On Thursday, Feb. 21, Licona will discuss “TENDER R/AGE :: RABIA TIERNA,” an original participatory art project that directs attention to the United States’ flawed immigration system and long histories of forced separations and incarcerations. The event is 5:30 to 7:30 p.m. in Maxwell Auditorium. The following morning, Licona will present a registration-only workshop on a type of coalitional community engagement she calls “borderlands activism.” Both events are free and open to the public.

A&S recently caught up with Licona to discuss how “Stories” can help contextualize histories of cruelty inflicted on migrant and refugee children and their families.

“TENDER R/AGE :: RABIA TIERNA"

“TENDER R/AGE :: RABIA TIERNA”

You have said that Audre Lorde, who wrote that our silence does not protect us, was the inspiration for “RABIA TIERNA” [Spanish for “Tender Rage”]. How has your creative project evolved?
It began as a crowdsourcing call to friends to send in photos of themselves as children. Like many project participants, I lived a cage-free childhood, and have always known that caging people was wrong. This project has become a collective outcry against what is happening to children and other migrants at the U.S.-Mexico border.

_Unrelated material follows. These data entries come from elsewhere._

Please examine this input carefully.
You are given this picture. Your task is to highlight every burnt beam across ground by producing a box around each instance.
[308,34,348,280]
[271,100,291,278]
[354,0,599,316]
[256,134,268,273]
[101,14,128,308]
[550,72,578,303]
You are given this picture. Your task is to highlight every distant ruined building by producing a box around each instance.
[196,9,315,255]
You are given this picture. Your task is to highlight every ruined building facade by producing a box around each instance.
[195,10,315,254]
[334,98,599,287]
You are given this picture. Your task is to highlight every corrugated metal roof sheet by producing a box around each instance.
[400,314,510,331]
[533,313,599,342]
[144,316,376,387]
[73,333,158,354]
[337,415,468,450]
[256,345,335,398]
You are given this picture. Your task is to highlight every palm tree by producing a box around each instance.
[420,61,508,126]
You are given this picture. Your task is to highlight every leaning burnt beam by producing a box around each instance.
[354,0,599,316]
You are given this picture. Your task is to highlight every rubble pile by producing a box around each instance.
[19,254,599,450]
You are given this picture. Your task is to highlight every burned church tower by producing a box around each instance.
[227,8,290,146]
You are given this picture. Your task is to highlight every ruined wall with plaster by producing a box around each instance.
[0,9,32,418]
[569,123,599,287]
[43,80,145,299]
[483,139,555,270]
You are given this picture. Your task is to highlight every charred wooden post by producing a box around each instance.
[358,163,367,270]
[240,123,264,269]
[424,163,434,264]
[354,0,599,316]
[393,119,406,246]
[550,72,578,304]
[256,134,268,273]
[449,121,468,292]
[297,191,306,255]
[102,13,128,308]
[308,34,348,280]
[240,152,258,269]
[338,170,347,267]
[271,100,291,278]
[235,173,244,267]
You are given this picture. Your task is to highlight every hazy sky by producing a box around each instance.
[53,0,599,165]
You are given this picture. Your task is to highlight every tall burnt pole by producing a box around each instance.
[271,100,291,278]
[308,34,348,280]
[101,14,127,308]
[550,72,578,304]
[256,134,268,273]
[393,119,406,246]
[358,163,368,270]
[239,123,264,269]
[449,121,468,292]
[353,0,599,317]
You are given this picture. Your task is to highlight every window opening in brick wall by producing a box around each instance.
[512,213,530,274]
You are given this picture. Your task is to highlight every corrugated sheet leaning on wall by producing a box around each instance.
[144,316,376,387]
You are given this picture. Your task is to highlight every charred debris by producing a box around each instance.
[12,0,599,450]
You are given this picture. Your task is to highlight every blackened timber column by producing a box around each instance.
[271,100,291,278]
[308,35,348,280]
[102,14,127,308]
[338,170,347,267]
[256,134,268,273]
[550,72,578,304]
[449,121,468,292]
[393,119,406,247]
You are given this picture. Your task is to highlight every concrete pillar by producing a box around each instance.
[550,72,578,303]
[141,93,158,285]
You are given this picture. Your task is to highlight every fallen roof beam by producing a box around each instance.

As someone studying textual and visual rhetoric, I contemplate new ways of seeing, being and relating. Therefore, “TENDER R/AGE” is a collaboration of socially engaged art that intervenes into the horrors of U.S. policy regarding migrants and asylum seekers. At its inception and especially as the project circulates online and as a site-specific exhibition, it becomes relational and coalitional, with distinct localities and other movements for social justice broadly defined.

Family separations are nothing new in the United States.
We have a long, brutal history of them. From slavery and government boarding schools to internment camps, the United States has incarcerated and killed many children through imposed or enforced separations.

We are witnessing the proliferation of a for-profit industry that is unfolding before our eyes, but also stays purposely obscured from us. “Tender-age facilities” are prisons. They are a multi-billion dollar industry in the United States.

This proliferation is taking place in what I call a “regime of distortion,” where the current administration cultivates fear and suspicion through dehumanizing and criminalizing rhetorics. This brings me to the role of the humanities.

That role is—
Formulating tough questions beyond the how, how many and why of any given practice—in this case, issues of migration and asylum.

We can sketch the most pressing issues of our time with data, but the ethical, moral and human rights dimensions [of these issues] must be interrogated and reimagined through a creative and critical humanistic approach. It’s at times like these that I look first to the poets among us.

child's hands on chain link fence

(Sakhorn/shutterstock.com)

What do you say to people who think illegal border-crossers deserve punishment?
Rather than seeing these separations as a form of punishment, I see them as enactments of simultaneous torture—for the child and the adult. I believe the cries of the children we have heard from the prisons are a call to collective action. They are calling us to do something.

I am fortified by the many writers, thinkers, artists, scholars and music makers who turn their creative and critical attentions toward imagining a world of broad justice, one free from domination. They include [writer] Octavia Butler, who didn’t shy away from the ugliest truths about humanity; [cultural theorist] Gloria Evangelina Anzaldúa, who reminded us that the pen can be used as a sword in the fight for social justice; and [writer] Toni Morrison, who believes writing helps civilizations heal.

I hope my time at Syracuse inspires meaningful conversations and that, together, we might imagine new strategies and practices for collectively being.